Las Vegas Sun

March 29, 2024

Terror task force’s loss called a risk

A decision to remove a state Taxicab Authority investigator from the Southern Nevada Joint Terrorism Task Force is drawing fire from law enforcement officials.

The investigator, Ivan Williams, was told by his boss that he was being promoted to supervisor and would no longer be assigned to the Joint Terrorism Task Force, a multi jurisdiction agency led by the FBI.

Williams will remain the Taxicab Authority's contact with the task force for the time being, said his supervisor, Tom Czehowski, the authority's interim administrator. But Czehowski would not commit to assigning someone else to the terrorism-fighting agency in place of Williams. The authority has maintained a physical presence at the task force for about a year.

"I don't run the Taxicab Authority, but I think it's a very poor choice if they choose not to replace him," said John Plunkett, a Federal Air Marshal Service supervisor who attends task force meetings. "It would be a big loss . "

Plunkett is a former career FBI agent who used to run the Taxicab Authority and he now sits on the five-member board that oversees the agency. He said the authority's investigators routinely provide the anti-terrorism task force with vital intelligence.

That view was shared by FBI spokesman Dave Staretz.

"The Taxicab Authority is extremely important," Staretz said. "They definitely bring valuable assets to the table."

Within the past year, Taxicab Authority sources said, Williams has identified more than 100 people applying for cab driver jobs as being sympathetic to terrorists.

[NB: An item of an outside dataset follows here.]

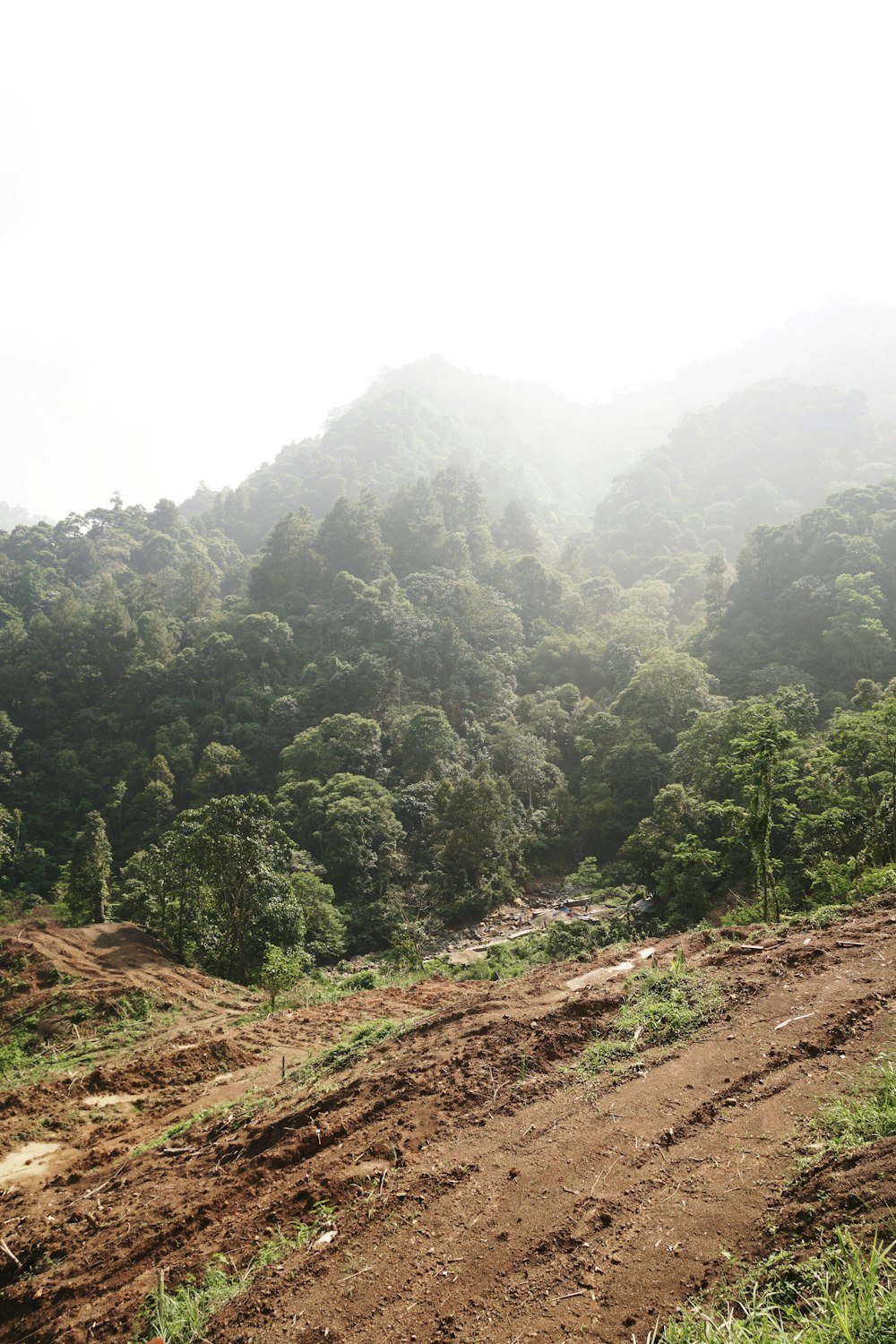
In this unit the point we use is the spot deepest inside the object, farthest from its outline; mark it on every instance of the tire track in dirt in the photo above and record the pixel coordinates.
(479, 1198)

Williams and his fellow Taxicab Authority investigators also watch the local homeland security effort on the streets, keeping an eye on the Las Vegas Valley's 7,300 cabbies, half of whom come from foreign countries.

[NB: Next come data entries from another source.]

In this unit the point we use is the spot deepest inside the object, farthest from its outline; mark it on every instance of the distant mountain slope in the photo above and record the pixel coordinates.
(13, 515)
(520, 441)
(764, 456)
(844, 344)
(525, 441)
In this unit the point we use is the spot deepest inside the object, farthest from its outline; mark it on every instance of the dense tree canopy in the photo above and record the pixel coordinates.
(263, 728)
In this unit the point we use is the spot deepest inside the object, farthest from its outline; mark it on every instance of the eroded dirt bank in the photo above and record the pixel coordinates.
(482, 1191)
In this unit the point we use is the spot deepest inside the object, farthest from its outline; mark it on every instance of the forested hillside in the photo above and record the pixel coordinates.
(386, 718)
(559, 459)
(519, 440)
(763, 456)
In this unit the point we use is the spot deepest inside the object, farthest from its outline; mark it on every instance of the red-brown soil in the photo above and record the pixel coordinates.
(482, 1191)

"They have a pulse on the taxicab industry," said Ron Cuzze, executive director of the Nevada State Law Enforcement Officers' Association, the union that represents the investigators. "They have resources that no other agency in the state has."

Cuzze first raised concerns over the decision about Williams last week at a meeting of the Nevada Homeland Security Commission .

Cuzze said it was part of efforts by Czehowski and his boss, Mendy Elliot, the executive director of the Nevada Business and Industry Department, to chip away at the police powers of the investigators - an allegation that Czehowski disputes.

Several Homeland Security Commission members, including Las Vegas FBI chief Steven Martinez, joined Cuzze in expressing uneasiness over the move.

State Sen. Dennis Nolan, a non voting commission member who also chairs the Senate's Transportation and Homeland Security Committee, said Monday that he plans to voice his displeasure directly with Gov. Jim Gibbons.

"The experts in this area, the people responsible for protecting us, are saying this is a critical position," Nolan said. "I think we should keep that person there."

Added Cuzze: "The more law enforcement people we have out there, the safer we will be. You don't remove law enforcement agencies from the war on terrorism. You add them."